The choice of style and flow thus depends on the application, but also on the user population. An inappropriate interaction style can cause a system to fail, especially if the users of the system are outside your control (e.g., the general population) and have a choice whether or not to use the system. This is a little less critical if the system is aimed at the employees of your organization, but a poorly designed interface can only have detrimental consequences: loss of productivity and lack of cooperation to cite only two.

The following are some guidelines for good interface design. The list is not exhaustive, but it contains some hints that you may not otherwise have though of; user interface design is a vast subject and you should reference the ample literature before starting. 1

  • Do not consider yourself a surrogate user, thinking, “This is how I would do it if I were to use the system.” You are not. You have a different educational and professional background. Get help from actual users to evaluate your design.

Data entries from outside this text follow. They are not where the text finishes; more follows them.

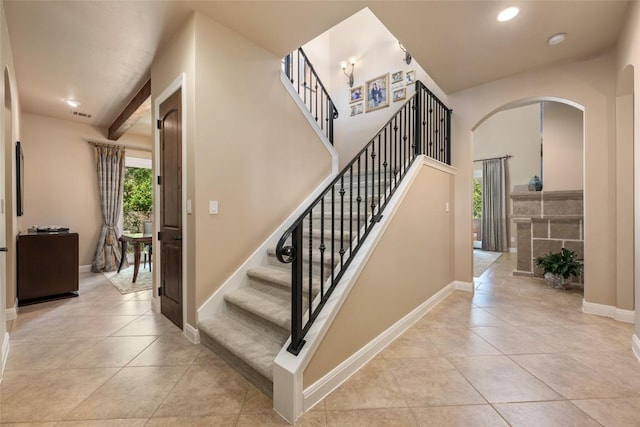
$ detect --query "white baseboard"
[183,323,200,344]
[450,280,473,292]
[303,282,458,412]
[582,299,635,323]
[0,332,9,382]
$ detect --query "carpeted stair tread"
[198,314,283,381]
[247,264,320,296]
[224,286,291,331]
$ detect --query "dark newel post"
[413,80,423,156]
[446,108,452,165]
[284,53,293,80]
[287,223,304,356]
[327,99,337,145]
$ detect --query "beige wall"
[303,166,455,388]
[151,14,331,325]
[20,114,151,265]
[316,9,448,168]
[616,2,640,337]
[542,102,584,191]
[449,54,616,305]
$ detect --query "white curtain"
[91,144,124,273]
[482,158,509,252]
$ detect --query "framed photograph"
[349,85,364,104]
[365,73,389,113]
[392,87,407,102]
[407,70,416,85]
[391,70,404,84]
[349,102,364,116]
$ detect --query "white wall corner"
[0,332,9,382]
[631,334,640,362]
[582,298,635,323]
[450,280,473,292]
[280,72,338,174]
[183,323,200,344]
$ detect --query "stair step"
[224,285,291,334]
[247,266,320,296]
[198,313,284,395]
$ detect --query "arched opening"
[472,97,584,294]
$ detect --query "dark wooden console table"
[118,233,153,283]
[17,232,78,305]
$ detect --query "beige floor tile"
[153,363,249,417]
[424,328,502,357]
[384,358,486,410]
[449,356,562,403]
[0,368,117,422]
[236,411,327,427]
[324,358,408,411]
[65,366,186,420]
[56,418,148,427]
[472,326,557,354]
[5,337,102,371]
[145,415,238,427]
[67,336,156,368]
[411,405,508,427]
[494,400,600,427]
[381,328,438,359]
[570,349,640,395]
[572,397,640,427]
[129,333,202,366]
[511,353,632,399]
[112,313,178,336]
[327,408,418,427]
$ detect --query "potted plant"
[536,248,582,289]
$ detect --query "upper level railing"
[283,48,338,144]
[276,81,451,354]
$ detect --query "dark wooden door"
[159,89,183,329]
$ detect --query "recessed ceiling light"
[498,7,520,22]
[547,33,567,46]
[64,99,80,108]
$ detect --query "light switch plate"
[209,200,218,215]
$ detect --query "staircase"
[198,173,386,396]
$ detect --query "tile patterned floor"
[0,254,640,427]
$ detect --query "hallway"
[0,254,640,427]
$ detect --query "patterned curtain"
[91,144,128,273]
[482,158,509,252]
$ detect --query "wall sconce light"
[398,42,412,65]
[340,57,356,87]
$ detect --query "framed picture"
[365,73,389,113]
[407,70,416,85]
[392,87,407,102]
[391,70,404,84]
[349,85,364,104]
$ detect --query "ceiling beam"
[108,80,151,141]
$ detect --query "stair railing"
[276,81,451,355]
[283,48,338,144]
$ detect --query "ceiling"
[4,0,629,134]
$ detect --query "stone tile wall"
[511,191,584,280]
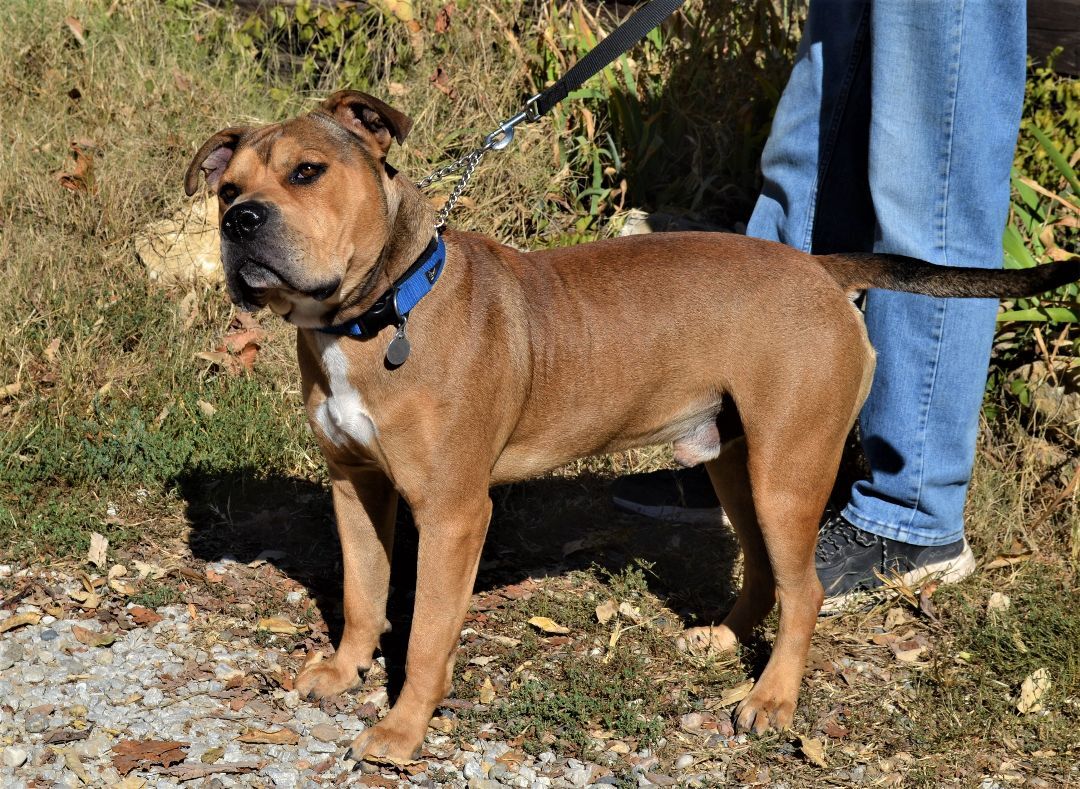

  • Be consistent. Use the same controls and actions to accomplish similar functions. If you use feedback cues such as icons, color, fonts, sounds, etc..., make sure they are associated systematically with the same actions throughout. For instance, if you want to use a garbage can icon to discard unneeded data, then make sure you always use the same garbage can icon, in the same place on the screen, and with the same “Oops” function.
  • Provide “Oops” functions at all points where it seems useful. Users are often afraid to use system functions, especially those they don’t use very often, because they are afraid that the consequence of an error may be to break the system. Consistently having “Oops” or Undo functions available makes the system much more usable.
  • Pay attention to users who have some physical impairment, such as color blindness, vision or hearing impairment, only one arm... Do not rely exclusively on color or sound to convey information.
  • Make it very clear when a transaction, a data base update, or other irrevocable action has been performed, at what is called a commitment point.
  • Do not overcrowd screens and reports, but don’t commit the opposite error either: you do not want to devote a whole screen to a single item of data.
  • Avoid distracting graphics and decorative elements, especially for high-usage systems. “Pizzazz” may be fun the first time, but users quickly get tired of it.
  • Pay special attention to error processing. Make sure the user understands what is wrong and which steps to take to correct it. Anticipate that the user will try to perform unexpected actions and design the interface to react accordingly.
  • Let the user choose the identifier and the password with as few constraints as you can. This is especially valid for external customers and occasional users. You can be more demanding with frequent users, especially within your own organization—assigning an ID rather than letting the user choose, forcing a mix of alphabetic and numeric characters for the password, making the user change the password periodically. (To force this discipline on occasional users—who may not use the system for months at a time—is counterproductive, because he or she is likely to compromise password security by writing it down.)